By: The New York Times is trying to lure more readers and advertisers by launching regional editions with extra stories in major U.S. markets. Yet the newspaper is also cutting newsroom jobs to save money.
The solution: The Times will rely on outside groups to gather much of its regional news ? seemingly a gamble for such a highly regarded newspaper as it tries to hold its own in competitive media towns.
It's not an entirely new idea for the Times. Like most other newspapers it runs wire service stories from The Associated Press, Reuters and Bloomberg News. And the move into other cities fits with the newspaper's strategy of being a truly national publication.
But the Times is taking a different approach in its effort to offer regional editions in San Francisco and Chicago, which will serve as test cases for further expansion.
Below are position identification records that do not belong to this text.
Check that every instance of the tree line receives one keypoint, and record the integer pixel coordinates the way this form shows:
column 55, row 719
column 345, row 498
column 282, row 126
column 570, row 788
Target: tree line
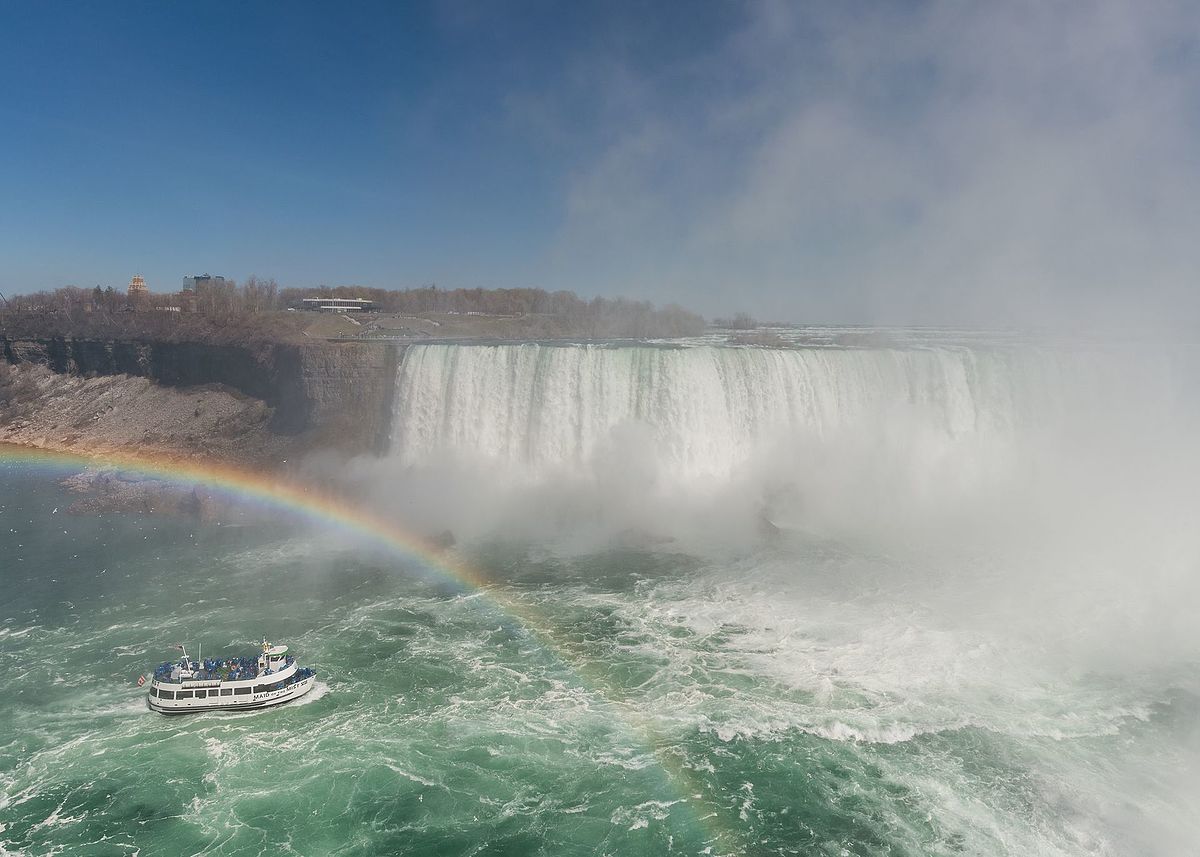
column 258, row 297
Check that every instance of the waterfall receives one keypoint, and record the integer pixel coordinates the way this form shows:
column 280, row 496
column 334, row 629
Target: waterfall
column 709, row 409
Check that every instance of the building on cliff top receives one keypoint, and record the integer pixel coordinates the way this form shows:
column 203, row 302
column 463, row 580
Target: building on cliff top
column 339, row 304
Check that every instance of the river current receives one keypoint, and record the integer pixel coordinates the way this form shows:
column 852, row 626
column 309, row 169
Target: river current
column 811, row 603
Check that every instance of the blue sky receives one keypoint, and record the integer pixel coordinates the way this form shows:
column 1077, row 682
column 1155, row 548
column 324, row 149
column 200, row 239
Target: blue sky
column 894, row 162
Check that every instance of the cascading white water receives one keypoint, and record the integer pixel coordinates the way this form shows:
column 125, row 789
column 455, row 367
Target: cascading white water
column 711, row 409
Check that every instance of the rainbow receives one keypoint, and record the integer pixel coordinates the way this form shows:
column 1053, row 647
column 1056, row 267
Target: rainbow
column 324, row 508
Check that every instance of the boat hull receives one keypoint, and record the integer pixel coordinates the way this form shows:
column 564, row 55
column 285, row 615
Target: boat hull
column 233, row 703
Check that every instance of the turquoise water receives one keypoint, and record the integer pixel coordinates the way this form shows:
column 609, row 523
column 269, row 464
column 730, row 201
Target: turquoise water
column 804, row 697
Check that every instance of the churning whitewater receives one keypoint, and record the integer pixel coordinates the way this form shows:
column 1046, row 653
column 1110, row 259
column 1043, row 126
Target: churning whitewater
column 916, row 600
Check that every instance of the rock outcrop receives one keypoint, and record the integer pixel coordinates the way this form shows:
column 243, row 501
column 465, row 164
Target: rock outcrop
column 336, row 393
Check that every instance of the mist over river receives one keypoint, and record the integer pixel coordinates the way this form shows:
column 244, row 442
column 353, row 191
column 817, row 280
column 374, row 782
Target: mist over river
column 936, row 598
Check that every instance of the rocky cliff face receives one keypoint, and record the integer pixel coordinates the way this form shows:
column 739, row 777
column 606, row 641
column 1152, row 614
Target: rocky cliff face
column 337, row 391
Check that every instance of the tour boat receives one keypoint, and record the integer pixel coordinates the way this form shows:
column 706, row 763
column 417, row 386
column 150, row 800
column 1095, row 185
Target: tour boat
column 190, row 685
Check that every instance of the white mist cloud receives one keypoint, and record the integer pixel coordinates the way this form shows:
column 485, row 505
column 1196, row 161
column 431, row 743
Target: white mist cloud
column 982, row 163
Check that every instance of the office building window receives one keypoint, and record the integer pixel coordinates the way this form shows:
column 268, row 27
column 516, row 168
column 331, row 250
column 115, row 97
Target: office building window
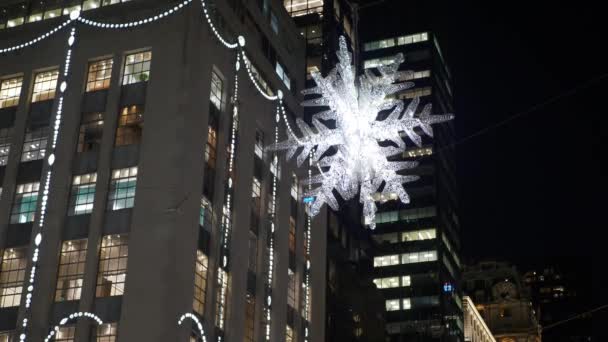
column 25, row 203
column 91, row 131
column 217, row 91
column 122, row 188
column 387, row 260
column 392, row 305
column 282, row 73
column 71, row 270
column 291, row 288
column 253, row 251
column 5, row 144
column 205, row 218
column 259, row 144
column 416, row 235
column 100, row 73
column 250, row 318
column 410, row 258
column 302, row 7
column 12, row 276
column 137, row 68
column 82, row 196
column 130, row 125
column 292, row 234
column 200, row 282
column 34, row 145
column 45, row 84
column 288, row 334
column 112, row 272
column 65, row 334
column 10, row 90
column 106, row 332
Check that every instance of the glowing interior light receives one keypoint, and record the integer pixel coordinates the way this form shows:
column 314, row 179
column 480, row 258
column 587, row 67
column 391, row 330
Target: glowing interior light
column 359, row 163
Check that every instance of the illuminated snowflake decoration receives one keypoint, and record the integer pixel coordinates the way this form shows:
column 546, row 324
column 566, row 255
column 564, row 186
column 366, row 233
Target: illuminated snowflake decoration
column 349, row 158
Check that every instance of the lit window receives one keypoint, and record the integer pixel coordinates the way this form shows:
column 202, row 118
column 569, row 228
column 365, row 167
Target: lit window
column 387, row 260
column 291, row 288
column 130, row 125
column 425, row 234
column 71, row 270
column 217, row 89
column 15, row 22
column 10, row 90
column 205, row 218
column 12, row 276
column 5, row 145
column 45, row 84
column 288, row 334
column 106, row 332
column 91, row 131
column 53, row 13
column 280, row 70
column 65, row 334
column 200, row 282
column 259, row 144
column 292, row 234
column 250, row 318
column 34, row 145
column 99, row 76
column 392, row 305
column 122, row 188
column 90, row 4
column 410, row 258
column 24, row 205
column 387, row 283
column 112, row 272
column 253, row 251
column 82, row 196
column 137, row 68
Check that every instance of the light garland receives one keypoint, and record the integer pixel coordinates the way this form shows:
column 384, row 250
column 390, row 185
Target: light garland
column 71, row 317
column 360, row 164
column 75, row 17
column 137, row 22
column 198, row 323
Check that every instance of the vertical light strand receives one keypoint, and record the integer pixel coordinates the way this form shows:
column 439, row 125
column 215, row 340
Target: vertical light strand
column 47, row 179
column 308, row 238
column 226, row 223
column 273, row 221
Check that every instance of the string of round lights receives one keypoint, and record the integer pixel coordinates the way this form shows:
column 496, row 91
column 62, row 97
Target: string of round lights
column 75, row 17
column 71, row 317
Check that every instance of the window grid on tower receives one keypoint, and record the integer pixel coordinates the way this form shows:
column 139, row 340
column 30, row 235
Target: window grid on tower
column 122, row 188
column 10, row 91
column 137, row 67
column 34, row 145
column 112, row 272
column 12, row 276
column 100, row 74
column 82, row 196
column 45, row 84
column 25, row 203
column 71, row 270
column 200, row 282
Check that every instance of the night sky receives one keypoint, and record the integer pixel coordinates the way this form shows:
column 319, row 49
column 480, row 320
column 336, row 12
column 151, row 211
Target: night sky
column 530, row 188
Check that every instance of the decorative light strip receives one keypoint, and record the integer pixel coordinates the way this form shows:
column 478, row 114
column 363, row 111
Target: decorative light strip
column 73, row 316
column 37, row 39
column 199, row 325
column 215, row 32
column 137, row 22
column 308, row 236
column 252, row 78
column 47, row 181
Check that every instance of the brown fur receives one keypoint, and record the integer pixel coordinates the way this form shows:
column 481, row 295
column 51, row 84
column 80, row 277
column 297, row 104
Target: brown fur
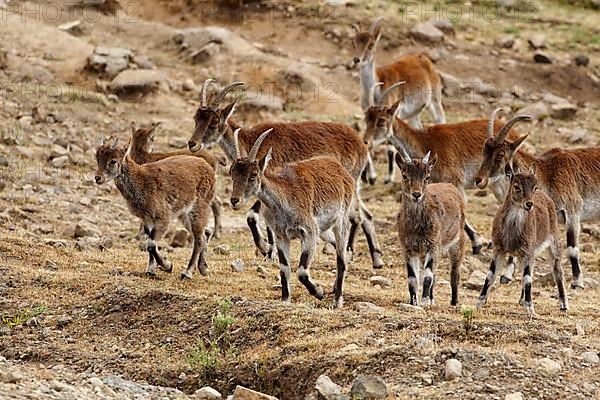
column 429, row 226
column 525, row 225
column 159, row 192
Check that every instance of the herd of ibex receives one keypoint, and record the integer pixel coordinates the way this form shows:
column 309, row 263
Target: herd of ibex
column 305, row 180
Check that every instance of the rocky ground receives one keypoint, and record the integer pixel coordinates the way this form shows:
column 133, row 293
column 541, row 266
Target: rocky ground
column 80, row 319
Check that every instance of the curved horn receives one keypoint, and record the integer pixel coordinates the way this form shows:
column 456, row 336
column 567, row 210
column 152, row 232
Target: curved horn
column 504, row 131
column 426, row 158
column 387, row 92
column 221, row 96
column 256, row 145
column 375, row 25
column 203, row 91
column 236, row 146
column 400, row 147
column 492, row 121
column 372, row 93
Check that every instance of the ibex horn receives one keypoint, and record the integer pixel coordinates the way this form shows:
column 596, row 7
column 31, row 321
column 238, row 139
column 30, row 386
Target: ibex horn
column 204, row 90
column 492, row 120
column 221, row 96
column 504, row 131
column 387, row 92
column 400, row 147
column 256, row 145
column 236, row 146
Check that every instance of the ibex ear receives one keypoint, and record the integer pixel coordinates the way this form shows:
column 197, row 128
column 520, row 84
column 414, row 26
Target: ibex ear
column 264, row 162
column 514, row 146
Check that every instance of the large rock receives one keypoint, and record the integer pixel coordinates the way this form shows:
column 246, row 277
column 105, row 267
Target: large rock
column 368, row 388
column 426, row 32
column 143, row 81
column 207, row 393
column 476, row 280
column 328, row 389
column 242, row 393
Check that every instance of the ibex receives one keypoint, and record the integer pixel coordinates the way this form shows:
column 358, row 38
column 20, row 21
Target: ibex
column 290, row 141
column 430, row 223
column 303, row 200
column 422, row 88
column 159, row 192
column 457, row 147
column 570, row 177
column 525, row 226
column 141, row 144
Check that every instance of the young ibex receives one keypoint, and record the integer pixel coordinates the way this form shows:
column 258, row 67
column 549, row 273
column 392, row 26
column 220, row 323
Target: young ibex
column 140, row 150
column 159, row 192
column 422, row 85
column 457, row 147
column 430, row 223
column 570, row 177
column 524, row 226
column 290, row 141
column 303, row 200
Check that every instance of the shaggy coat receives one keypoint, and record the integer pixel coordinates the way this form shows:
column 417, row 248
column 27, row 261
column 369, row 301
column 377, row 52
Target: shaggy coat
column 525, row 226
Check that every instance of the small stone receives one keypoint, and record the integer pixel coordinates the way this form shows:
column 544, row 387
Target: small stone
column 242, row 393
column 563, row 111
column 222, row 250
column 327, row 388
column 237, row 265
column 590, row 357
column 180, row 238
column 10, row 377
column 537, row 42
column 581, row 60
column 368, row 388
column 542, row 58
column 409, row 308
column 380, row 280
column 550, row 366
column 368, row 308
column 60, row 162
column 207, row 393
column 453, row 369
column 514, row 396
column 476, row 280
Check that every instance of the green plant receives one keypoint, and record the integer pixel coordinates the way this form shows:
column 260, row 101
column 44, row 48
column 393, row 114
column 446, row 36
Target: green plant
column 468, row 313
column 23, row 316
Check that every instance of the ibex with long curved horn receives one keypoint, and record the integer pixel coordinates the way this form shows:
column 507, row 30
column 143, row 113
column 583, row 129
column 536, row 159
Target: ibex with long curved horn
column 290, row 141
column 430, row 223
column 422, row 88
column 323, row 202
column 570, row 177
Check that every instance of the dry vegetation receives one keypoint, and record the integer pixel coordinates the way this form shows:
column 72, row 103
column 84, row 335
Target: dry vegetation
column 86, row 304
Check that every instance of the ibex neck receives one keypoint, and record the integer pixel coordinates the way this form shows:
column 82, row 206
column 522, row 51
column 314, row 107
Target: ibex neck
column 368, row 78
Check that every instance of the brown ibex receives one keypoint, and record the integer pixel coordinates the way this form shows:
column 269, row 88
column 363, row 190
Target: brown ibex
column 457, row 147
column 422, row 85
column 141, row 144
column 570, row 177
column 290, row 141
column 525, row 226
column 303, row 200
column 158, row 193
column 430, row 223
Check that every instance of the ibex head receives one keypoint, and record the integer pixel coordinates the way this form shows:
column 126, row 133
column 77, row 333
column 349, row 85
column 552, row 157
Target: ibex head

Rather than plucking wire stories or expanding bureaus, the Times is turning to homegrown groups. In both San Francisco and Chicago the organizations are nonprofits that are cobbling money together from a variety of sources as they try to plug holes in local coverage left by shrinking newspapers and broadcast stations.
In Chicago, the Times will pay the fledgling Chicago News Cooperative an undisclosed amount to provide two pages of local stories on Fridays and Sundays.
"The idea of the Times turning over pages in its newspaper to a news service ? that's novel for us," said Jim Schachter, who is overseeing the project for the Times despite his title as head of digital initiatives. "So we're going to have to work our way through it."
At first, the Times will have a big hand in producing the pages, simply by necessity.
The Chicago edition begins Nov. 20, and the cooperative is still getting on its feet. It is moving into office space donated by a downtown law firm and hiring between eight and 10 reporters, said the group's editor, James O'Shea, former editor of the Los Angeles Times and managing editor at the Chicago Tribune.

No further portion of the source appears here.